Normally, I derive great enjoyment from eating, but it took force of will not to pitch my insides while standing in line as I waited to dish up my food from the galley’s counter. I recall every meal starting like that for me. Sitting down to eat was better, but I couldn’t muster the determination to put down my fill. Those first days, I never went for seconds, even though Hunter, the cook, was cranking out some tasty meals.
During my idler’s watch, I usually found some solace by lying like a corpse on deck, as close to the centerline as possible. I think for a while, I became as much of a deck fixture as the capstan.
At first I was self‑conscious that I was looking quite foolish, especially since I felt I might be an obstruction. I didn’t want to open my eyes to find out if that was true. How I desperately needed to feel the comfort that had deserted me! My mental condition was so lamentable at times, even if someone stepped on me I probably would not have cared (thankfully, no one did!). At times I tried to force myself to get up to do something useful during my idler’s watch, but I was soon back down, flat on the deck.
Standing watch also meant spending an hour checking bilges, pumping bilge water overboard, monitoring the diesel, filling out spaces with accurate numbers on a log sheet, and crawling into tight enclosed spaces. Consequently, after going along with Dave, checking the key areas from stem to stern, I knew roving below decks doing “boat check” was going to be futile in my given state.
Hence, as there were four one‑hour rotations with four deckhands and one trainee under instruction, I actually spent more like two hours at idle, or two hours of bow watches during the four hour shifts, along with one watch at the helm.
I was assigned to the 0000 to 0400 and 1200 to 1600 watches, that meant I could never sleep straight through the night unless it was only a half night’s worth at a time. Normally, this would not be a problem; after all, it is a common practice in the Navy, but it only exacerbated my loss of sea legs.
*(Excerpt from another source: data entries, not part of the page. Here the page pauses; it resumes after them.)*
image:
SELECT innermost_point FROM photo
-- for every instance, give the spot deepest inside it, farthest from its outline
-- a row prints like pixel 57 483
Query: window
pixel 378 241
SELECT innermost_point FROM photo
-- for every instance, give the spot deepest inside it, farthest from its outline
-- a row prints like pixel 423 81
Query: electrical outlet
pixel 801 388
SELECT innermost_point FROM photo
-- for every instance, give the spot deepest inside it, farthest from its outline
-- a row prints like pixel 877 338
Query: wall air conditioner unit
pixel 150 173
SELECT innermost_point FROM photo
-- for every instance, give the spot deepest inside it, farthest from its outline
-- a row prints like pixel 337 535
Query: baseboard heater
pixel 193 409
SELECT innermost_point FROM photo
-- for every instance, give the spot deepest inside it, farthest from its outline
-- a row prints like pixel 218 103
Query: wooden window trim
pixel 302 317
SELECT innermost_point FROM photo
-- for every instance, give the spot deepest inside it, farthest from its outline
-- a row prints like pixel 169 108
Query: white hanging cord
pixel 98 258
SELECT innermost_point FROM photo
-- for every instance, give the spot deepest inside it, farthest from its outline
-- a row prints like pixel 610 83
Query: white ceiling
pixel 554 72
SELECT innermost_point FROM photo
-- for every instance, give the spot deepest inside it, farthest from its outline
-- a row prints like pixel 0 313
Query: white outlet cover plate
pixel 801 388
My pain was made worse by not being able to help others and learn from them the art of sailing the ship. My general suffering and uselessness as a helping hand caused me to wonder if I had made some cruel mistake by signing on for two weeks aboard Rose. My visions and dreams of serving with the great Lord Nelson, or even the convivial Jack Aubrey, were daunted.
Little did I know, however, during those spells of defeat, stretched out like a dead man on deck, that life was to prevail.